Invece di costruire un progetto di benessere per l’intera comunità, si è preferito coltivare piccoli feudi di consenso, trascurando i reali bisogni dei cittadini: lavoro, sicurezza, decoro urbano, servizi efficienti.
I recenti fatti di cronaca e le conseguenti reazioni da parte dell’attuale classe dirigente, rendono ancora più evidente il fallimento.
L’abitudine a scaricare le responsabilità verso l’altro (o in questo caso verso l’alto), lo Stato, la Regione, le precedenti amministrazioni, mostra non solo un’incapacità gestionale, ma anche una mancanza di onestà intellettuale.
Chi guida una città ha il dovere di assumersi le proprie colpe, non di cercare giustificazioni o nemici immaginari.
Ma il problema è più profondo: questa classe politica ha un’idea malata della politica.
Pensa che vincere le elezioni significhi “comandare”, senza comprendere che chi viene eletto è chiamato a servire.
Il sindaco, il “primo cittadino”, non è un padre (cit) ma deve essere il figlio più responsabile, è il primo servitore del popolo e non rappresenta solo chi lo ha votato, deve essere il volto di tutta la città, anche di chi lo contesta, anche di chi lo ha osteggiato.
Purtroppo, a Paternò si continuano a sbandierare, in tv e sui social, un amore “viscerale” per la città e una finta apertura al dialogo con chiunque, salvo poi emarginare sistematicamente chi esprime critiche, relegandolo nel banco dei “cattivi” e premiando invece chi è politicamente vicino.
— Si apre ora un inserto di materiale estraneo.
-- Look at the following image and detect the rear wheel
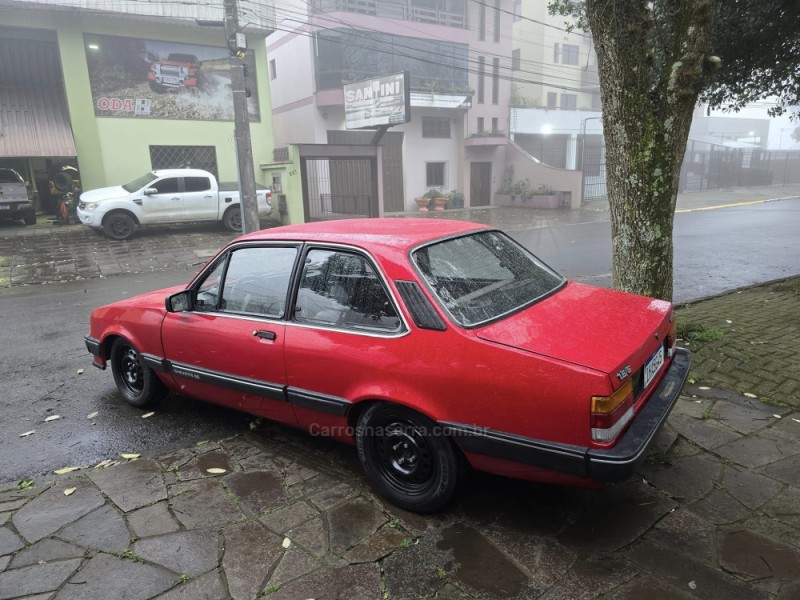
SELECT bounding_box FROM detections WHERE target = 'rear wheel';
[103,212,136,241]
[222,206,242,233]
[111,338,167,407]
[356,403,464,512]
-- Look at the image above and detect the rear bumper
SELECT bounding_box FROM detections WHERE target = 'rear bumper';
[440,348,692,483]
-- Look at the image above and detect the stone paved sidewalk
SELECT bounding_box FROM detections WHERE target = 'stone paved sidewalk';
[0,280,800,600]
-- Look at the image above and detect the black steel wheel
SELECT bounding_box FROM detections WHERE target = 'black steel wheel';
[356,403,464,512]
[103,212,136,241]
[222,206,242,233]
[111,338,167,407]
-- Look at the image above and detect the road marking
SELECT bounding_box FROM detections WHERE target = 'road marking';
[675,200,769,214]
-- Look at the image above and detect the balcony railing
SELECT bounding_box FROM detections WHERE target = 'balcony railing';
[311,0,467,29]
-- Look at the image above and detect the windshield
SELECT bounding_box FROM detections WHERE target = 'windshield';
[412,231,564,327]
[122,173,158,192]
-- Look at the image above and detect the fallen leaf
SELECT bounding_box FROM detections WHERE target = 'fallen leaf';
[53,467,80,475]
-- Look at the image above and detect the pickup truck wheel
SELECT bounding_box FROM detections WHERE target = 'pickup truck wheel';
[111,338,167,407]
[103,212,136,241]
[222,206,242,233]
[356,403,464,512]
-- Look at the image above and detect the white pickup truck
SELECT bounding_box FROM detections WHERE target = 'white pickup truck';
[77,169,272,240]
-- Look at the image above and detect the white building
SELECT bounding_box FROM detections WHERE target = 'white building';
[267,0,512,213]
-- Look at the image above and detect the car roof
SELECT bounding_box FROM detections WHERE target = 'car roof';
[237,217,488,253]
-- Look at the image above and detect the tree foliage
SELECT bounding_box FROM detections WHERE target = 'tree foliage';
[701,0,800,115]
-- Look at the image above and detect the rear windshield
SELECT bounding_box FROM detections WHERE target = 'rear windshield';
[412,231,565,327]
[122,173,158,193]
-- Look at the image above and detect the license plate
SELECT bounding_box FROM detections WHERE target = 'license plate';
[644,344,664,388]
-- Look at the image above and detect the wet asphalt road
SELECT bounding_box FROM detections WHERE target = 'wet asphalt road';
[0,271,252,487]
[511,199,800,303]
[0,200,800,484]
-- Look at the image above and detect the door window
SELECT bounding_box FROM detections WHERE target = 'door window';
[220,247,297,319]
[150,177,178,194]
[295,250,402,331]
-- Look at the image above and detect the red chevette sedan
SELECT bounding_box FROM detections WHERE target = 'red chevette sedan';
[86,219,690,512]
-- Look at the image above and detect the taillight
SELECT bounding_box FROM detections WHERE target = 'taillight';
[591,379,633,443]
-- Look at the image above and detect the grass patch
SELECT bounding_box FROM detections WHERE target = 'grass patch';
[677,323,725,342]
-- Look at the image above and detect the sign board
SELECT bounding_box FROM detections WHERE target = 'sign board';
[344,72,411,129]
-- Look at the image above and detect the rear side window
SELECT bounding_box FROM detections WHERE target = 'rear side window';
[183,177,211,192]
[295,250,402,332]
[220,247,297,319]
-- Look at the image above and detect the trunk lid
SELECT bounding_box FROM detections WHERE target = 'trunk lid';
[477,282,672,376]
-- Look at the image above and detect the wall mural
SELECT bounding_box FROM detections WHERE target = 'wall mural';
[84,34,259,121]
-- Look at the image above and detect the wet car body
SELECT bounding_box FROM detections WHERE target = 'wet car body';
[86,219,690,511]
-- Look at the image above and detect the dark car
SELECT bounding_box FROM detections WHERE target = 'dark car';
[0,169,36,225]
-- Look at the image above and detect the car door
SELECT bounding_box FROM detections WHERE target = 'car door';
[181,176,219,221]
[162,246,298,423]
[142,177,183,224]
[286,248,409,428]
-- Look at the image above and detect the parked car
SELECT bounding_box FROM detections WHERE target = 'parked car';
[77,169,272,240]
[86,219,690,512]
[147,53,201,94]
[0,169,36,225]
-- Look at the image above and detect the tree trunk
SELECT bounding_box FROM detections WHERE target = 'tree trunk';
[585,0,716,300]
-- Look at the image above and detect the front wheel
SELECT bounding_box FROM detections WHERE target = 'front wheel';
[356,403,464,513]
[103,212,136,241]
[111,338,167,407]
[222,206,242,233]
Questo non è amore per la città, è conservazione del potere.
Il degrado, la povertà economica e culturale in cui Paternò oggi versa, non è solo colpa della politica, ma anche di un sistema che rende difficile la libertà di scelta.
Molti elettori si sentono (e forse sono) prigionieri.
Prigionieri della necessità, della fame, di una precarietà che li rende vulnerabili alle illusioni di chi promette, ma non costruisce.
In questo contesto chi governa ha delle responsabilità perché un popolo affamato è meno libero.
Paternò merita di più, merita verità, competenza, coraggio e soprattutto rispetto.